Overview
CDK4/6 inhibitors in combination with endocrine therapy are a preferred first-line treatment for patients with hormone-receptor positive (HR+), HER2 negative (HER2-) metastatic breast cancer. However, some patients experience rapid disease progression within the first year despite treatment, representing a major unmet clinical need. Identifying which patients will progress rapidly before treatment starts could enable more personalized treatment strategies and clinical trial designs.
Researchers used Flatiron Health’s US Breast Cancer Panoramic Database, inclusive of more than 985,000 patients with breast cancer, to analyze data from over 10,800 patients with HR+/HER2- metastatic breast cancer who received first-line CDK4/6 inhibitors. They developed three machine learning models using routinely collected electronic health record data (patient demographics, clinical characteristics, laboratory values) to predict which patients would progress within 12 months. The models performed similarly well, with the ability to identify high-risk and low-risk groups with clinically meaningful and significantly different progression-free survival.

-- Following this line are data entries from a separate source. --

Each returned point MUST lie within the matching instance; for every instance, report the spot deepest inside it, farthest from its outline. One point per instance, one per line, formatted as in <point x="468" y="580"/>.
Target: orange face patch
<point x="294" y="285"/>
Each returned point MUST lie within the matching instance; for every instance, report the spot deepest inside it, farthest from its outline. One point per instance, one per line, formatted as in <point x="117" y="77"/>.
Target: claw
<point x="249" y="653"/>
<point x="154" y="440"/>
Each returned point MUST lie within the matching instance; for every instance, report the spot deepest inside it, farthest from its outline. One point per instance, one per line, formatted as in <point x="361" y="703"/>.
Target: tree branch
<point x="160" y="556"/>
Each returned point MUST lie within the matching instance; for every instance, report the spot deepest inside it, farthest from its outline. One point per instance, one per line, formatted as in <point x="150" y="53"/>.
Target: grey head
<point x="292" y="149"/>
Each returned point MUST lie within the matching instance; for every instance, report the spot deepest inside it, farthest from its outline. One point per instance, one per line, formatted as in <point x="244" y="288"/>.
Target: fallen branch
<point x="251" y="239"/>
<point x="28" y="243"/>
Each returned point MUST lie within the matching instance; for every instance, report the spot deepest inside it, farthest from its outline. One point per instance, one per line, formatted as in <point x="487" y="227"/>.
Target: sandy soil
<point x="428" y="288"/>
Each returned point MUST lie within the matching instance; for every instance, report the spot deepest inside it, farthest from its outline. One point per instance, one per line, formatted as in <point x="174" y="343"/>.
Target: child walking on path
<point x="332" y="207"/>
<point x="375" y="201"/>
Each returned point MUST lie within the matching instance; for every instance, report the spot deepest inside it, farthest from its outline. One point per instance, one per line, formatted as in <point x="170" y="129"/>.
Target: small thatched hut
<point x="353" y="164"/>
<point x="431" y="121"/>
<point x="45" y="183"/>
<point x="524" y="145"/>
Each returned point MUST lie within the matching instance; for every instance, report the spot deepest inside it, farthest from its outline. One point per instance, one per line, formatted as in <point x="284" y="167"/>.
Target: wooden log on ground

Key predictors of rapid progression included advanced age, specific genetic mutations (BRCA, ESR1, AKT), newly diagnosed stage IV disease, shorter time from metastatic diagnosis, higher disease burden, abnormal liver enzymes, and bone-only metastases.
Why this matters
These findings establish that rapid progressors in metastatic breast cancer can, in many cases, be predicted using data readily available from electronic health records. This suggests an approach to helping oncologists identify high-risk patients upfront, enabling trial enrichment strategies and informing individualized treatment decisions. Further development could ultimately improve outcomes for breast cancer patients at risk for aggressive disease progression.